Theresay May, British Prime Minister, was one of the first world leaders to celebrate the success, and pay tribute to the divers who risked their own lives to save the boys. In a Twitter post, she wrote: “Delighted to see the successful rescue of those trapped in the caves in Thailand. The world was watching and will be saluting the bravery of all those involved.”
Now they are out, concerns are set to focus on the physical and mental toll of the ordeal.
Thailand PM said boys given an anti-anxiety medication to help with their rescue
Thailand Prime Minister Prayuth Chan-ocha was asked by reporters if the boys had been sedated before the rescue operations. To this, he was quoted by AP as saying, “Who would chloroform them? If they’re chloroformed, how could they come out? It’s called Anxiolytic, something to make them not excited, not stressed.”
Boys are in good health and mental state, say officials
Even as the rescue operations have ended, experts opined that drinking contaminated water or otherwise being exposed to bird or bat droppings in the cave could lead to dangerous infections.
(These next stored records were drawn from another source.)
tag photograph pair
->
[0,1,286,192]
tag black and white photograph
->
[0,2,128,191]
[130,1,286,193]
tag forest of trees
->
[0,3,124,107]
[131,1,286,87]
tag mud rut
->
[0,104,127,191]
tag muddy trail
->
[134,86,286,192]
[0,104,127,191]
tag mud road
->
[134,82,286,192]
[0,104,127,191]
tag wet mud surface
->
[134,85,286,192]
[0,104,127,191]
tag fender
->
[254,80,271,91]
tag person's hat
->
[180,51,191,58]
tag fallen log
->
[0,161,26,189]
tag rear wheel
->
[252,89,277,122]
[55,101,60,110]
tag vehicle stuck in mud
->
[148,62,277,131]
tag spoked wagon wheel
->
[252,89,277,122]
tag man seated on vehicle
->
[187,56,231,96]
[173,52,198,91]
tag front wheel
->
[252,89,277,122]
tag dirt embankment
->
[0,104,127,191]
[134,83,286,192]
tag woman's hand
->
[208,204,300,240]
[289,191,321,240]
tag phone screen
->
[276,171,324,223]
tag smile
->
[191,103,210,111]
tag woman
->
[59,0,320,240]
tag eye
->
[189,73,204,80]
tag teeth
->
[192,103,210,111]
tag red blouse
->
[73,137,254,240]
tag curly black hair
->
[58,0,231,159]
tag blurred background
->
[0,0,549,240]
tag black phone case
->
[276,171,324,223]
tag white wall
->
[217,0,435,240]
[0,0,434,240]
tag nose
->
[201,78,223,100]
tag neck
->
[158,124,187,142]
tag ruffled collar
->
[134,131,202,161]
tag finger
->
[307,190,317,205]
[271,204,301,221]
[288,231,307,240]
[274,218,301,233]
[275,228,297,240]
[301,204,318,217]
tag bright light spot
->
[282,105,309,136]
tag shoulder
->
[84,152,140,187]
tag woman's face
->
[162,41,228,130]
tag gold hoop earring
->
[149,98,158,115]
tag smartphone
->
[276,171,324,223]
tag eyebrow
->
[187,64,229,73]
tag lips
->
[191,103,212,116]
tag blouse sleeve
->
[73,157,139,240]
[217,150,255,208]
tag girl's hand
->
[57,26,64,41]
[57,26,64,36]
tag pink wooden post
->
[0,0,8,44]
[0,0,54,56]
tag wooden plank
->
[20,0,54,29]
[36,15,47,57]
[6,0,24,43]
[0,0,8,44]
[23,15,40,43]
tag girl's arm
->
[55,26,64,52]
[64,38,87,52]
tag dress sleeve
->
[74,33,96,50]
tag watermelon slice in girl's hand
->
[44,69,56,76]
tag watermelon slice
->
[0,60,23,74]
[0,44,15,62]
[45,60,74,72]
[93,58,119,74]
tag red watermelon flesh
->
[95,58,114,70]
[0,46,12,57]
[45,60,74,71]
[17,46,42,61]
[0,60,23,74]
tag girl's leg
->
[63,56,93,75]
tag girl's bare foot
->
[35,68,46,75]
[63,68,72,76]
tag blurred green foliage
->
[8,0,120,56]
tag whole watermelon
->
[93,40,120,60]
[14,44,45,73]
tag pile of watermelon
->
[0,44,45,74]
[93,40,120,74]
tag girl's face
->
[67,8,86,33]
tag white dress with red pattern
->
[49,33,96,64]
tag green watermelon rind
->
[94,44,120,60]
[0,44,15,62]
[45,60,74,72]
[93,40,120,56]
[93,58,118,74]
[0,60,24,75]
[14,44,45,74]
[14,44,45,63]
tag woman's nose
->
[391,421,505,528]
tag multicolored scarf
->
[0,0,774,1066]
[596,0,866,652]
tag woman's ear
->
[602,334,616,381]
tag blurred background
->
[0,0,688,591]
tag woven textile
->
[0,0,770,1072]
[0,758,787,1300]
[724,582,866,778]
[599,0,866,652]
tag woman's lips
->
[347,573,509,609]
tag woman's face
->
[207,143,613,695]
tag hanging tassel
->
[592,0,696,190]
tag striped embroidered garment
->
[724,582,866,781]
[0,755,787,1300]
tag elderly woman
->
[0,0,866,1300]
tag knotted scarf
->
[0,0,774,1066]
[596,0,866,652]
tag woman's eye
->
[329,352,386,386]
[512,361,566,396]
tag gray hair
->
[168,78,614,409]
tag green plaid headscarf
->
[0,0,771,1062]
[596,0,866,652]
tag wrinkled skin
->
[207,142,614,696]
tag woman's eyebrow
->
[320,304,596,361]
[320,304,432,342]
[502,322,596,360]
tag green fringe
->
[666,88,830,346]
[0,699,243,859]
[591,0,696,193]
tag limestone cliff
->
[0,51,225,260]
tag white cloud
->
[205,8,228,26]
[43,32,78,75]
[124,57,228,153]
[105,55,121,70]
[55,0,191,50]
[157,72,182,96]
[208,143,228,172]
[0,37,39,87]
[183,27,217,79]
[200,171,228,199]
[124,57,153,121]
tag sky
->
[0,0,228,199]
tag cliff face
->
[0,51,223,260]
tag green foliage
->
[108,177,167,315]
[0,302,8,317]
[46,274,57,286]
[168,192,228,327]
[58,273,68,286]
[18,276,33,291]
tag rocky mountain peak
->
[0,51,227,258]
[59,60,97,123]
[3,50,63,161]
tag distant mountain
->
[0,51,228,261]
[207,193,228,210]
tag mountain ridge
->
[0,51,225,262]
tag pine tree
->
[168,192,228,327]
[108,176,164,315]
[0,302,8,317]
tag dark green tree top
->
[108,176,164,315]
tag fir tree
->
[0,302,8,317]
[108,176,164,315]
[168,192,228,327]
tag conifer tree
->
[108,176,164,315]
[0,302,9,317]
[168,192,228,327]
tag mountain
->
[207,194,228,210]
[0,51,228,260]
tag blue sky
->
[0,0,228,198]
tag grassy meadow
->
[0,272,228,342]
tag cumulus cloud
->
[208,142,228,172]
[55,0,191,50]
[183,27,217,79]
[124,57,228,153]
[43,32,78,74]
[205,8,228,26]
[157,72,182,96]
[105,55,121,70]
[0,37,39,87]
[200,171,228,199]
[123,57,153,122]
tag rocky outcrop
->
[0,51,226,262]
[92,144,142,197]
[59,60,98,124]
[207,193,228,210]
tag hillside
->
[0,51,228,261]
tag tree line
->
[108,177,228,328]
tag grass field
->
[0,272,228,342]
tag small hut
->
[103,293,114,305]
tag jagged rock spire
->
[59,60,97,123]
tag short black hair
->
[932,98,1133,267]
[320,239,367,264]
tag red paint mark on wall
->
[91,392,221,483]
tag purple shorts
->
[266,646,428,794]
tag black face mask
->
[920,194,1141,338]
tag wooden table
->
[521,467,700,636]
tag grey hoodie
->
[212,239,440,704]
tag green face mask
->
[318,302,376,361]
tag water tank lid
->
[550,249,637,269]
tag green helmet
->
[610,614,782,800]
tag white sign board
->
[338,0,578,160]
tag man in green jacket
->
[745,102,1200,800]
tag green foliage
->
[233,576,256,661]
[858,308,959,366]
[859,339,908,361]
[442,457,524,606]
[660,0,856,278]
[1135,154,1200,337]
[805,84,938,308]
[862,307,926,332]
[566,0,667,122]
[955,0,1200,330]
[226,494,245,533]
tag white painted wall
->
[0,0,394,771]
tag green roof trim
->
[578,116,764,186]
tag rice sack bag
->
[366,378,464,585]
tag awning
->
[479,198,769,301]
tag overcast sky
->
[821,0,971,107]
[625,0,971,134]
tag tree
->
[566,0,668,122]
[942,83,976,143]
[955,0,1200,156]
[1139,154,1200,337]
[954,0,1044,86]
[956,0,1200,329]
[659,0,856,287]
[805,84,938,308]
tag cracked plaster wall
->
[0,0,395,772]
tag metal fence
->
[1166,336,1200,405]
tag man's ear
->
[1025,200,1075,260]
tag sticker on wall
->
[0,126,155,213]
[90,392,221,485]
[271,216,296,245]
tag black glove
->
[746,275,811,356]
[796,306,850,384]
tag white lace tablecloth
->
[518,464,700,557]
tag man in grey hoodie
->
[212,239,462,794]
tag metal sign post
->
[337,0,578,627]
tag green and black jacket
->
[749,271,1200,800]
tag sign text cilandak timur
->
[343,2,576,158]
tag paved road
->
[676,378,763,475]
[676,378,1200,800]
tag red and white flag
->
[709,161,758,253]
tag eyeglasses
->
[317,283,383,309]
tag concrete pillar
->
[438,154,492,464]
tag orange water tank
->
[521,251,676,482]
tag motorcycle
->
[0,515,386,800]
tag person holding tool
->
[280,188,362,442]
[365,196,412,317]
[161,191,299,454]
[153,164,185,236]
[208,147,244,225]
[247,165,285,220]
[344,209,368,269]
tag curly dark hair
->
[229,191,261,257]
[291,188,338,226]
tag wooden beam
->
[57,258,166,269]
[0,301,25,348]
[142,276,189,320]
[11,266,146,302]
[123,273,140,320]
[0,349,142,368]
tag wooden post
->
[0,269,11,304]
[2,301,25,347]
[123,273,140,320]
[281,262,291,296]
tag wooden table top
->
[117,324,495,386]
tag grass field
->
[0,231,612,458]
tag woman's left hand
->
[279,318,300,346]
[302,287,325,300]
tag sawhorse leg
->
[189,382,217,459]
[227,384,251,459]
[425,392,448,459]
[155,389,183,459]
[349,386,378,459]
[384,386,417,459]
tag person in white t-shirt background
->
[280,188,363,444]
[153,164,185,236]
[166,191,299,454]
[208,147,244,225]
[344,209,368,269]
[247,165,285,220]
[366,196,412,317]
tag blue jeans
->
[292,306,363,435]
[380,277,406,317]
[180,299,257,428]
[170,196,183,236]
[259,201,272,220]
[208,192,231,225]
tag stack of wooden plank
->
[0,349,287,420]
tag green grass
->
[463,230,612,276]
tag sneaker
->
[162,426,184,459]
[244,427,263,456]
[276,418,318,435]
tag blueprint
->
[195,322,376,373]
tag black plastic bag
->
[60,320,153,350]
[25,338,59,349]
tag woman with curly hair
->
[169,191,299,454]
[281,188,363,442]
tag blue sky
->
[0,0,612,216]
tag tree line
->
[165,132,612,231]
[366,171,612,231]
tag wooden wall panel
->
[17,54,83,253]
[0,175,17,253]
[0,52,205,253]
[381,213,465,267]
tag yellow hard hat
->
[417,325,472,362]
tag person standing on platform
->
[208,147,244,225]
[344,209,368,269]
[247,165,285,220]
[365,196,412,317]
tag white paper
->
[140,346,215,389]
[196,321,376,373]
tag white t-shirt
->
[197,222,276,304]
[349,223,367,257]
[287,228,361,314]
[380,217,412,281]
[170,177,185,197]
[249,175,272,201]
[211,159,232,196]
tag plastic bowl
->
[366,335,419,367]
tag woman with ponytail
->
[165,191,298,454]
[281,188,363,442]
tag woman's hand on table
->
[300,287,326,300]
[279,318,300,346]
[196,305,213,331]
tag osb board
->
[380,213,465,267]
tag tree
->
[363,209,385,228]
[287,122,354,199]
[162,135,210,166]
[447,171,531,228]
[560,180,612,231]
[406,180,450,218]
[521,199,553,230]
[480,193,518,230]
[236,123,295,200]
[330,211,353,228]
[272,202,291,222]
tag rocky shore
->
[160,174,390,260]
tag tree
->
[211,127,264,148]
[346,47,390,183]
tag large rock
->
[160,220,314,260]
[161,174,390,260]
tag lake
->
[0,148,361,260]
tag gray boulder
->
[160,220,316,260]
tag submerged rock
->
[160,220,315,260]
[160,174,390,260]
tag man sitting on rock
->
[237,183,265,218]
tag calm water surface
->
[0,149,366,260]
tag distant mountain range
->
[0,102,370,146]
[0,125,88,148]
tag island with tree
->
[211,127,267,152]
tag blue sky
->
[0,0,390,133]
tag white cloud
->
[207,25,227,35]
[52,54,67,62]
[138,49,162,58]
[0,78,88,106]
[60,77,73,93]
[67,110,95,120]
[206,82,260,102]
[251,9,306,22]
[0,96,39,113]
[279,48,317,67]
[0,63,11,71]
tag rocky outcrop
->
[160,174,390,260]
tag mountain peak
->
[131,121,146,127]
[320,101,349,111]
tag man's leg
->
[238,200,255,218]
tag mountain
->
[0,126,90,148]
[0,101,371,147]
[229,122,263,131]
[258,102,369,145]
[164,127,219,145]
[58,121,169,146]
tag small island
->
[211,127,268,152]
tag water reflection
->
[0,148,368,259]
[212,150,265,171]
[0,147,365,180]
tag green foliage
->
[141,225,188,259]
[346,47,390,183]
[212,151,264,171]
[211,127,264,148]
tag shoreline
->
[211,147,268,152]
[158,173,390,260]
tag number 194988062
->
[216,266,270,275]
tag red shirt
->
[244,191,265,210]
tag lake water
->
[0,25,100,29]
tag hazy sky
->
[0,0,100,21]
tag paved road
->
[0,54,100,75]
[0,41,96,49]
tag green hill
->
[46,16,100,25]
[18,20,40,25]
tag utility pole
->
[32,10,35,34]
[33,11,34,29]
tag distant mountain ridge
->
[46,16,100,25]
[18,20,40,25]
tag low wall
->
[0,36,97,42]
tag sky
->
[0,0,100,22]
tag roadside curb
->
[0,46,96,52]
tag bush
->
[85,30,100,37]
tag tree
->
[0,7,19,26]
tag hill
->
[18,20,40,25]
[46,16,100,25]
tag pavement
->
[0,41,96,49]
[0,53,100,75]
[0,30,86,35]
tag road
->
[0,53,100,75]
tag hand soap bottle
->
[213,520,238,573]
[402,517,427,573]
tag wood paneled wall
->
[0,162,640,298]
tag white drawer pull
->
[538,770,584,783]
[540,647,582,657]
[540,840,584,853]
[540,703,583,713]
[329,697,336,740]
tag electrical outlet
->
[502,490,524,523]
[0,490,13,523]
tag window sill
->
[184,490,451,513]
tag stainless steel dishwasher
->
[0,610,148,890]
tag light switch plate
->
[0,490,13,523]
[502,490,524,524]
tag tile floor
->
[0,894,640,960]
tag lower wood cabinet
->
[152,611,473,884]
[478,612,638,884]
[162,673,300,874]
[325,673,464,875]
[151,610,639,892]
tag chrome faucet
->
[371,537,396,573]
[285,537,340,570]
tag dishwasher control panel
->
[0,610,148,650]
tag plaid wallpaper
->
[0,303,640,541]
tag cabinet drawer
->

They suggested counselling to deal with the psychological trauma of spending so long not knowing whether they were going to survive.
However, Medical chiefs had told AFP on Monday itself that the eight boys rescued on Sunday and Monday were in relatively good mental and physical conditions. “All eight are in good health, no fever… everyone is in a good mental state,” Jedsada Chokdamrongsuk, permanent secretary of the public health ministry, was quoted as saying to AFP.
Be that as it may, the boys would remain in quarantine in hospital until doctors were sure they had not contracted any infections from inside the cave.